A high-yield savings account is one that earns interest at a higher percentage rate than those attached to most traditional savings accounts. Although the name implies a greater reward than the investor receives with a regular savings account, the interest rate might not match your idea of high. Rates vary from one financial institution to another, and they often fluctuate.
Opening a High-Yield Savings
High-yield savings accounts in some ways are similar to money market accounts. Generally, you may access the funds at any time without penalty. Unlike a traditional savings account, a high-yield savings account may require a significant opening deposit and a minimum balance. These accounts also carry limits on the number of withdrawals you may make per year. Qualifications for opening a high-yield savings account may vary among financial institutions.

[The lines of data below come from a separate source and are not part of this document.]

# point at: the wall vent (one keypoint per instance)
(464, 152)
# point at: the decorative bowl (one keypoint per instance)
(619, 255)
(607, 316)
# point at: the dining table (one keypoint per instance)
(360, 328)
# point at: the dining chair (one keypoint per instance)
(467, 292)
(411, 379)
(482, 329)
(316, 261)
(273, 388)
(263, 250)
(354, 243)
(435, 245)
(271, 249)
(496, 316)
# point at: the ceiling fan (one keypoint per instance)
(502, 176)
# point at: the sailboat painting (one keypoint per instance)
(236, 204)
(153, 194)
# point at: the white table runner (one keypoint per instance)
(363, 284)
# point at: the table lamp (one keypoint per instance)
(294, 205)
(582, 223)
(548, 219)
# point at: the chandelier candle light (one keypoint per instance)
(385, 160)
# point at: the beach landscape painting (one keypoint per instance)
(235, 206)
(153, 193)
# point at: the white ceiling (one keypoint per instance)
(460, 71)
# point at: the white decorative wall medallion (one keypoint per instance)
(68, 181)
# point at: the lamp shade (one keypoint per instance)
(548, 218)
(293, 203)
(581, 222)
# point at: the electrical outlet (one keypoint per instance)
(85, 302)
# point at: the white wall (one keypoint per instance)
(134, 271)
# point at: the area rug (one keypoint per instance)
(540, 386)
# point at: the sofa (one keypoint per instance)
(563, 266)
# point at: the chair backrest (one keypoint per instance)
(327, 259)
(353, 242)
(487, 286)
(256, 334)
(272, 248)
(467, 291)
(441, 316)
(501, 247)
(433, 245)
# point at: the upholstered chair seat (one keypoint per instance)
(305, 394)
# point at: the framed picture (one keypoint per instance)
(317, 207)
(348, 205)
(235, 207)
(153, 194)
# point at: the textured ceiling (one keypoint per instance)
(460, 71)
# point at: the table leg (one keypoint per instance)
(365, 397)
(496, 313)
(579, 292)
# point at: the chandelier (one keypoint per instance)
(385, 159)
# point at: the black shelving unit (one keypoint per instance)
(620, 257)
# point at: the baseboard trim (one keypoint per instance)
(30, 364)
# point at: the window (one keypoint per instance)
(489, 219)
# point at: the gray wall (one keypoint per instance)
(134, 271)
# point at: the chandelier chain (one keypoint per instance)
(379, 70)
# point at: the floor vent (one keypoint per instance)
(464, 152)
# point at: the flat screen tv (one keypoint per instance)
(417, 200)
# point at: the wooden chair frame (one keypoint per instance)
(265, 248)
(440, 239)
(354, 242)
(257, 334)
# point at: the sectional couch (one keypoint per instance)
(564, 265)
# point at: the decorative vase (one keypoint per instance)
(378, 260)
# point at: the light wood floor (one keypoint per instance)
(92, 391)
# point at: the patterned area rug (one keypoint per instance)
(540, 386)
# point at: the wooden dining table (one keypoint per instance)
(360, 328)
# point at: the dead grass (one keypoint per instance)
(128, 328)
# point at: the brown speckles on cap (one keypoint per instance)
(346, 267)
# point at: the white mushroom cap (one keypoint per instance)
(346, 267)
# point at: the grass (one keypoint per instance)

Financial institutions compete to offer the best interest rate, and they change rates without notice for any of a number of reasons. Economic conditions significantly affect interest rates. In a booming economy, interest rates tend to be higher. Many banks offer tiered high-yield accounts to provide higher interest rates on accounts that exceed a certain balance.
Locking in a Rate
Because funds in a high-yield savings account are readily accessible, the interest rate is not locked. A certificate of deposit — or CD — is an account that allows you to lock in an interest rate for a specific period of time. Although the interest rate may be higher with a CD, you face fees and penalties if you choose to close the account or withdrawal funds.
At the time of publication, savings accounts established with a bank or credit union are insured up to $250,000 by the Federal Deposit Insurance Corporation. Other investments through the same financial institution are not similarly protected. Mutual funds, stocks, annuities and life insurance policies are classified as non-deposit investments and are not insured by the FDIC.